Mitigation of numerical Cerenkov radiation and instability using a hybrid finite difference-FFT Maxwell solver and a local charge conserving current deposit

TL;DR

This paper introduces a hybrid Maxwell solver combining FFT and finite difference methods to eliminate numerical Cerenkov radiation and instability in relativistic particle-in-cell simulations, improving accuracy and stability.

Contribution

The paper presents a novel hybrid Maxwell solver that effectively removes numerical Cerenkov effects in relativistic PIC simulations, with theoretical analysis and validation in 2D and 3D geometries.

Findings

Eliminates numerical Cerenkov radiation in relativistic PIC simulations.

Successfully suppresses numerical Cerenkov instability using the hybrid solver.

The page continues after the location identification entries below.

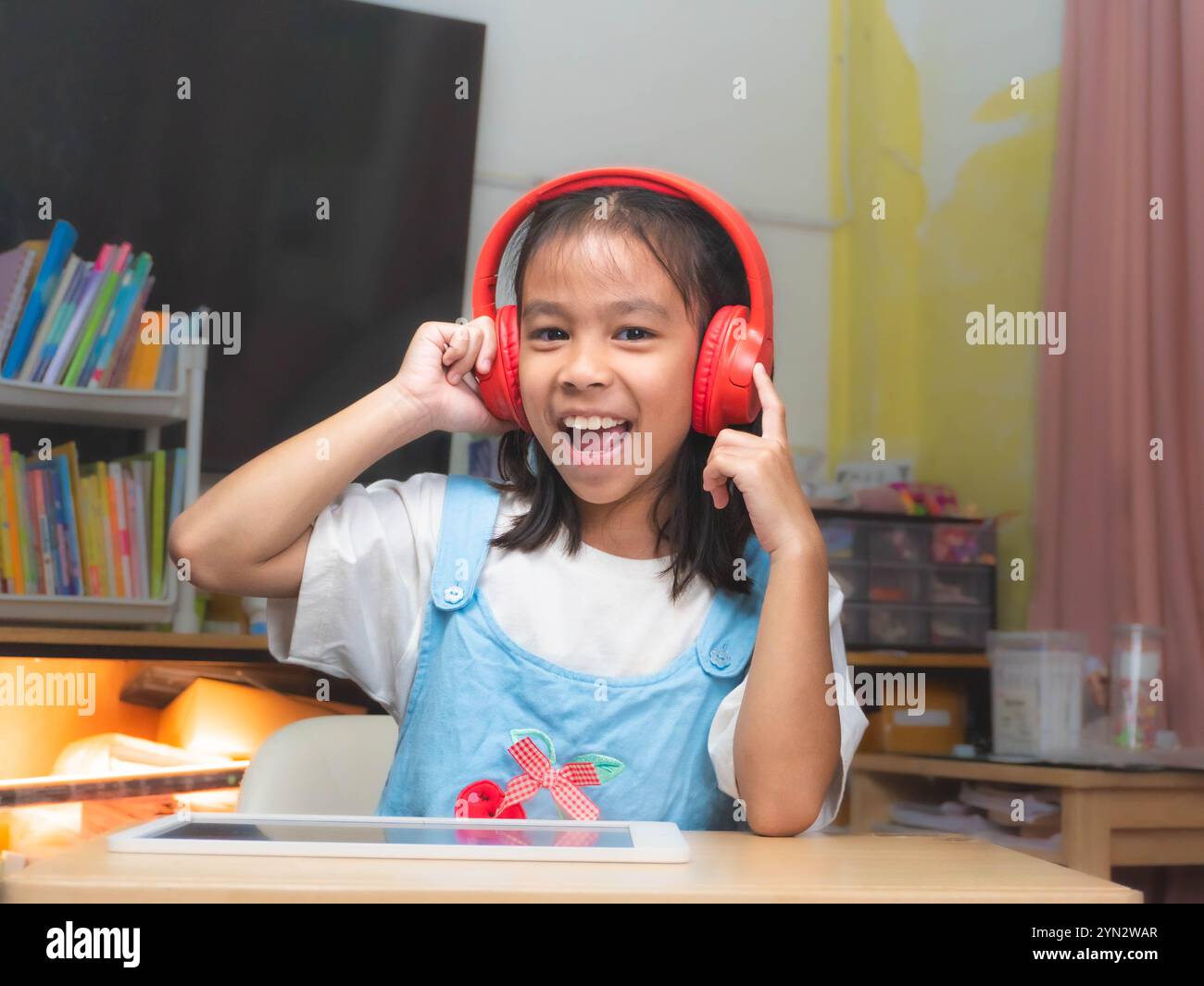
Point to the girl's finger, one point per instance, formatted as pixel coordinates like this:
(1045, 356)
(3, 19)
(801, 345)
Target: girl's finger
(773, 420)
(456, 342)
(731, 437)
(469, 356)
(721, 468)
(489, 343)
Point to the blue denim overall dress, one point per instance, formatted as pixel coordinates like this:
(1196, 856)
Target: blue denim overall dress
(476, 692)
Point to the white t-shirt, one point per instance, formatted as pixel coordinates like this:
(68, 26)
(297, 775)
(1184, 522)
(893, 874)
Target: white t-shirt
(368, 580)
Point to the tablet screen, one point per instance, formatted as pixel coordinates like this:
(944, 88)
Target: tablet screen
(408, 833)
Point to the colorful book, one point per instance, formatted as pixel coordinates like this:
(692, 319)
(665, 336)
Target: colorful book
(10, 560)
(16, 267)
(44, 343)
(63, 239)
(119, 320)
(25, 528)
(44, 542)
(119, 360)
(65, 347)
(100, 312)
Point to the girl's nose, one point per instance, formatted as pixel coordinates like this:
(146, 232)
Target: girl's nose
(584, 365)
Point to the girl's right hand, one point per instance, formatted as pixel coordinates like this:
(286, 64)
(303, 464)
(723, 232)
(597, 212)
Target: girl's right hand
(434, 373)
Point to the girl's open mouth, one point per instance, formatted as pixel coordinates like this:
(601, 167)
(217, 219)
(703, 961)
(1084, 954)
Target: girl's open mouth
(595, 441)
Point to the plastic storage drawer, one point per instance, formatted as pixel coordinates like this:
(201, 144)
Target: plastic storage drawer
(896, 583)
(898, 626)
(899, 542)
(959, 585)
(959, 626)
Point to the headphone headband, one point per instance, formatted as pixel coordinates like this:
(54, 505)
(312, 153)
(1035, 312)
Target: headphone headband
(757, 269)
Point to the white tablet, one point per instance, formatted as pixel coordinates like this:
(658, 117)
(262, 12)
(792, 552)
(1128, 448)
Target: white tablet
(395, 837)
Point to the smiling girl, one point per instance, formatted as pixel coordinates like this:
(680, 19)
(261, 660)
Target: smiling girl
(602, 633)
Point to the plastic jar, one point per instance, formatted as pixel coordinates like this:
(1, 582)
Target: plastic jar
(1138, 710)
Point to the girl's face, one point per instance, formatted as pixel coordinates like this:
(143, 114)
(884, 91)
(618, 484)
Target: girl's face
(603, 332)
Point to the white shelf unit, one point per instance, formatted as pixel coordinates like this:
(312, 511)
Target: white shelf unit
(147, 411)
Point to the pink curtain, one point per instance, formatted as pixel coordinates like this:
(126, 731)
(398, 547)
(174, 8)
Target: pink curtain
(1120, 536)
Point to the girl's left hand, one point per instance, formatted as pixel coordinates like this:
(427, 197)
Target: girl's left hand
(762, 469)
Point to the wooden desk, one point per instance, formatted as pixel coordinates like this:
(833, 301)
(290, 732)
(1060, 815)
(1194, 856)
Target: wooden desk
(1109, 818)
(723, 867)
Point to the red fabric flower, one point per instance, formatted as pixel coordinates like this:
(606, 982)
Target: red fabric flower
(481, 798)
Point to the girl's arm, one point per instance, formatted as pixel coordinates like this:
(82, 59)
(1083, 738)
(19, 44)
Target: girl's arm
(787, 737)
(249, 532)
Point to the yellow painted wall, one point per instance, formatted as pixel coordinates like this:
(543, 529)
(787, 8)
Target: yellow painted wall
(901, 368)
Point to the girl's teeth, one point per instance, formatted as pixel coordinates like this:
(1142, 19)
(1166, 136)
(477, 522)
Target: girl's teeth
(594, 421)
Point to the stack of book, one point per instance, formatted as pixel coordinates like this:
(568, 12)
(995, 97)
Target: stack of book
(77, 323)
(99, 529)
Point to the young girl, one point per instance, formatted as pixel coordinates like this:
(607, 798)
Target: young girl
(641, 634)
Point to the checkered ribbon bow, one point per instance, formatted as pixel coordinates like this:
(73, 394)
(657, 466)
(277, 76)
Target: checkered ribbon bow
(561, 781)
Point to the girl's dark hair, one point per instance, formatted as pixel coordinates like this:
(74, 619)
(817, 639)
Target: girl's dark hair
(702, 261)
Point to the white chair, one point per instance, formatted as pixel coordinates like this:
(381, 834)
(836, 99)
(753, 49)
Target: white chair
(332, 765)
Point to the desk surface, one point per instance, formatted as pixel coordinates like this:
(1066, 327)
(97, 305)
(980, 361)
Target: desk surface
(725, 866)
(1052, 776)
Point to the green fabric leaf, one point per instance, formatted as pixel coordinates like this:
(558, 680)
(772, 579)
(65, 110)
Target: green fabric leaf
(540, 737)
(607, 766)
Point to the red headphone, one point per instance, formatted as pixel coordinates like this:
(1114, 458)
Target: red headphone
(735, 340)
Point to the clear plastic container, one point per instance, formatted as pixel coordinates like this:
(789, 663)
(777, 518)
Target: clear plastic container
(897, 626)
(959, 585)
(846, 540)
(1035, 692)
(959, 626)
(855, 624)
(853, 578)
(1138, 710)
(899, 542)
(895, 583)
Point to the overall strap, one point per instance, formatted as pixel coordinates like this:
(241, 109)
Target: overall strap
(729, 633)
(470, 513)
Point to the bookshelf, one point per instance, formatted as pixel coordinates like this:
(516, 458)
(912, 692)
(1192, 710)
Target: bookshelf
(145, 411)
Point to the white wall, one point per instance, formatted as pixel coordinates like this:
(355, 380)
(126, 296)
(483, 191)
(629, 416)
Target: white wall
(573, 84)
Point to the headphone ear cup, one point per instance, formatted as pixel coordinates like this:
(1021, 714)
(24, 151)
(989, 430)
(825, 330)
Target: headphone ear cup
(500, 385)
(709, 381)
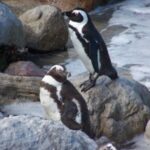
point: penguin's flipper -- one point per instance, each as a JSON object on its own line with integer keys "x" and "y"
{"x": 68, "y": 116}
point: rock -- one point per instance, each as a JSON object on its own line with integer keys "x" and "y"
{"x": 11, "y": 29}
{"x": 24, "y": 68}
{"x": 147, "y": 130}
{"x": 18, "y": 88}
{"x": 119, "y": 109}
{"x": 1, "y": 115}
{"x": 21, "y": 6}
{"x": 45, "y": 28}
{"x": 71, "y": 4}
{"x": 24, "y": 132}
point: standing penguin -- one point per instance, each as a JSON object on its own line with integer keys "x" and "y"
{"x": 90, "y": 47}
{"x": 62, "y": 101}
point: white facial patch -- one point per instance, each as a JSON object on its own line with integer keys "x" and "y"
{"x": 58, "y": 67}
{"x": 78, "y": 117}
{"x": 79, "y": 25}
{"x": 51, "y": 81}
{"x": 110, "y": 147}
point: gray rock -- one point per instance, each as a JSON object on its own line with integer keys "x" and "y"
{"x": 24, "y": 68}
{"x": 119, "y": 109}
{"x": 45, "y": 28}
{"x": 1, "y": 115}
{"x": 24, "y": 133}
{"x": 11, "y": 29}
{"x": 147, "y": 130}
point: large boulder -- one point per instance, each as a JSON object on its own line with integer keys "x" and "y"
{"x": 24, "y": 68}
{"x": 45, "y": 28}
{"x": 11, "y": 29}
{"x": 24, "y": 133}
{"x": 119, "y": 109}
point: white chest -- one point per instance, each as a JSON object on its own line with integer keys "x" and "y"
{"x": 81, "y": 51}
{"x": 79, "y": 116}
{"x": 49, "y": 104}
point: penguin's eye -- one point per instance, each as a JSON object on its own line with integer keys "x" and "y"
{"x": 75, "y": 14}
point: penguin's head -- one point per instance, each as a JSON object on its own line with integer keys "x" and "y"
{"x": 108, "y": 146}
{"x": 59, "y": 73}
{"x": 77, "y": 15}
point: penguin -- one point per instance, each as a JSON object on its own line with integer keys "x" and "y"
{"x": 90, "y": 47}
{"x": 62, "y": 101}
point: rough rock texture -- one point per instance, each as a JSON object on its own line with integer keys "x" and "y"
{"x": 20, "y": 6}
{"x": 24, "y": 133}
{"x": 18, "y": 88}
{"x": 45, "y": 28}
{"x": 11, "y": 29}
{"x": 119, "y": 109}
{"x": 1, "y": 115}
{"x": 147, "y": 130}
{"x": 24, "y": 68}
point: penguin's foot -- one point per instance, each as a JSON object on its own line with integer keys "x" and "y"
{"x": 85, "y": 86}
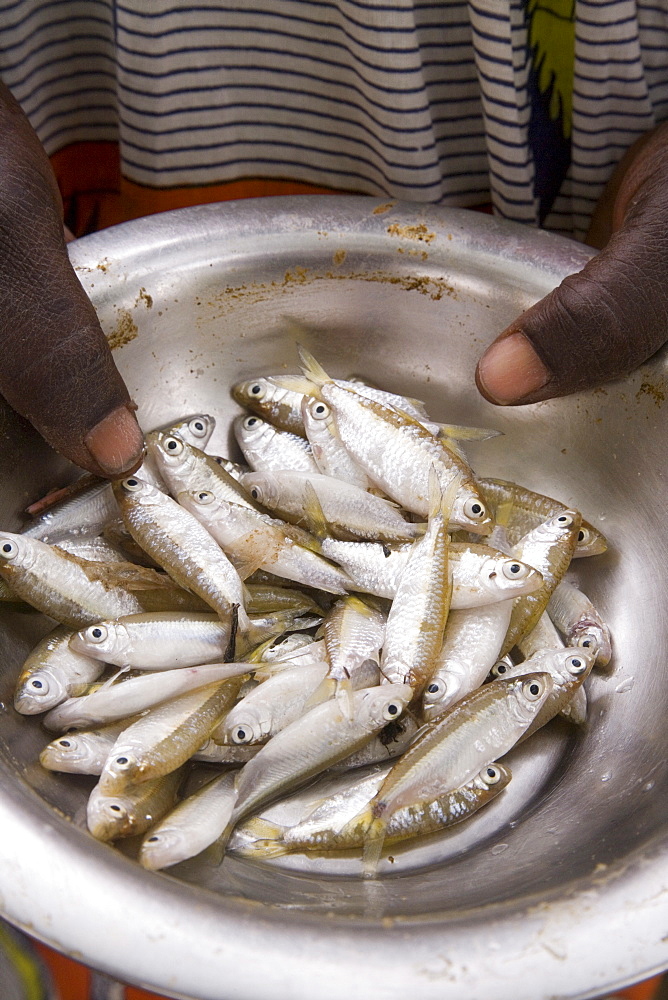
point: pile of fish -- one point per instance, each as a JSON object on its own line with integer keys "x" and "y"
{"x": 352, "y": 610}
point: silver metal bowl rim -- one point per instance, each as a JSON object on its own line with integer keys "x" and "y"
{"x": 88, "y": 900}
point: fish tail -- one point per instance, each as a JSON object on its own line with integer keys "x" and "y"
{"x": 311, "y": 368}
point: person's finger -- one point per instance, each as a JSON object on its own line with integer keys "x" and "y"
{"x": 603, "y": 322}
{"x": 57, "y": 369}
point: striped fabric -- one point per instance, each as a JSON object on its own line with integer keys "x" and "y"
{"x": 425, "y": 100}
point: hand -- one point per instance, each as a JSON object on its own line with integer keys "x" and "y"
{"x": 603, "y": 322}
{"x": 56, "y": 367}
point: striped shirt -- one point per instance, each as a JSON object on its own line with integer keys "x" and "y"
{"x": 527, "y": 104}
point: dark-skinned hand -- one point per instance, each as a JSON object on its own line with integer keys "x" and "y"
{"x": 604, "y": 321}
{"x": 56, "y": 367}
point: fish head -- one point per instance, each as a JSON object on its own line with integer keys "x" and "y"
{"x": 527, "y": 694}
{"x": 492, "y": 779}
{"x": 317, "y": 416}
{"x": 102, "y": 640}
{"x": 263, "y": 488}
{"x": 507, "y": 577}
{"x": 253, "y": 392}
{"x": 163, "y": 847}
{"x": 245, "y": 725}
{"x": 16, "y": 551}
{"x": 470, "y": 511}
{"x": 572, "y": 665}
{"x": 196, "y": 430}
{"x": 65, "y": 751}
{"x": 121, "y": 768}
{"x": 443, "y": 690}
{"x": 39, "y": 691}
{"x": 133, "y": 490}
{"x": 252, "y": 430}
{"x": 590, "y": 637}
{"x": 379, "y": 705}
{"x": 169, "y": 449}
{"x": 108, "y": 816}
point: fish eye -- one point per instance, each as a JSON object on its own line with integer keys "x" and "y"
{"x": 513, "y": 570}
{"x": 563, "y": 521}
{"x": 533, "y": 690}
{"x": 10, "y": 550}
{"x": 206, "y": 496}
{"x": 320, "y": 410}
{"x": 475, "y": 510}
{"x": 436, "y": 690}
{"x": 391, "y": 711}
{"x": 576, "y": 665}
{"x": 197, "y": 427}
{"x": 132, "y": 485}
{"x": 96, "y": 633}
{"x": 242, "y": 734}
{"x": 172, "y": 445}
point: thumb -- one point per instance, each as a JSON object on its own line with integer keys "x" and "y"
{"x": 57, "y": 369}
{"x": 607, "y": 319}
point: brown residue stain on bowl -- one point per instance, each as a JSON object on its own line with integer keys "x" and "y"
{"x": 385, "y": 207}
{"x": 145, "y": 298}
{"x": 124, "y": 331}
{"x": 653, "y": 391}
{"x": 419, "y": 232}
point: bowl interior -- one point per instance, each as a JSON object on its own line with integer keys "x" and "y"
{"x": 196, "y": 300}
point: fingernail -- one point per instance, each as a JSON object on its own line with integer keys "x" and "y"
{"x": 116, "y": 443}
{"x": 509, "y": 370}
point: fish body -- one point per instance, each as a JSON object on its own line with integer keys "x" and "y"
{"x": 167, "y": 736}
{"x": 267, "y": 449}
{"x": 195, "y": 823}
{"x": 329, "y": 452}
{"x": 53, "y": 672}
{"x": 132, "y": 811}
{"x": 129, "y": 697}
{"x": 482, "y": 727}
{"x": 471, "y": 644}
{"x": 279, "y": 406}
{"x": 549, "y": 549}
{"x": 319, "y": 739}
{"x": 180, "y": 544}
{"x": 348, "y": 510}
{"x": 579, "y": 621}
{"x": 250, "y": 539}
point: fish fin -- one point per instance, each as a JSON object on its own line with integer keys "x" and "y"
{"x": 323, "y": 692}
{"x": 462, "y": 433}
{"x": 374, "y": 839}
{"x": 344, "y": 697}
{"x": 261, "y": 850}
{"x": 314, "y": 513}
{"x": 311, "y": 368}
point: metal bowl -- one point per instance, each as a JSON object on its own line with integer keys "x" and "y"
{"x": 559, "y": 888}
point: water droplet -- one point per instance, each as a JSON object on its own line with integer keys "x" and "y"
{"x": 625, "y": 685}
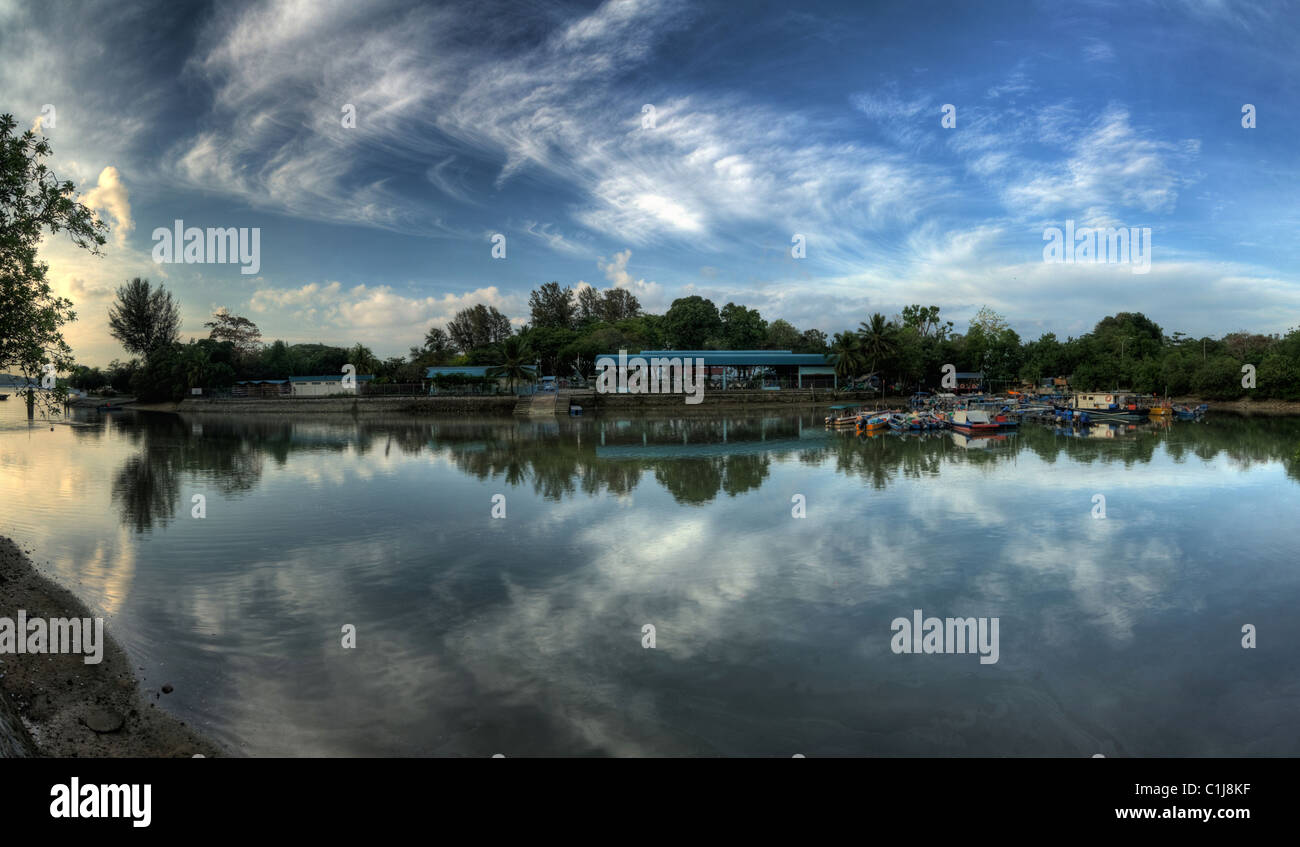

Achieves good agreement with spectral and standard Yee solvers in benchmark tests.

Abstract

A hybrid Maxwell solver for fully relativistic and electromagnetic (EM) particle-in-cell (PIC) codes is described. In this solver, the EM fields are solved in $k$ space by performing an FFT in one direction, while using finite difference operators in the other direction(s). This solver eliminates the numerical Cerenkov radiation for particles moving in the preferred direction. Moreover, the numerical Cerenkov instability (NCI) induced by the relativistically drifting plasma and beam can be eliminated using this hybrid solver by applying strategies that are similar to those recently developed for pure FFT solvers. A current correction is applied for the charge conserving current deposit to correctly account for the EM calculation in hybrid Yee-FFT solver. A theoretical analysis of the dispersion properties in vacuum and in a drifting plasma for the hybrid solver is presented, and compared with PIC simulations with good agreement obtained. This hybrid solver is applied to both 2D and 3D Cartesian and quasi-3D (in which the fields and current are decomposed into azimuthal harmonics) geometries. Illustrative results for laser wakefield accelerator simulation in a Lorentz boosted frame using the hybrid solver in the 2D Cartesian geometry are presented, and compared against results from 2D UPIC-EMMA simulation which uses a pure spectral Maxwell solver, and from OSIRIS 2D lab frame simulation using the standard Yee solver. Very good agreement is obtained which demonstrates the feasibility of using the hybrid solver for high fidelity simulation of relativistically drifting plasma with no evidence of the numerical Cerenkov instability.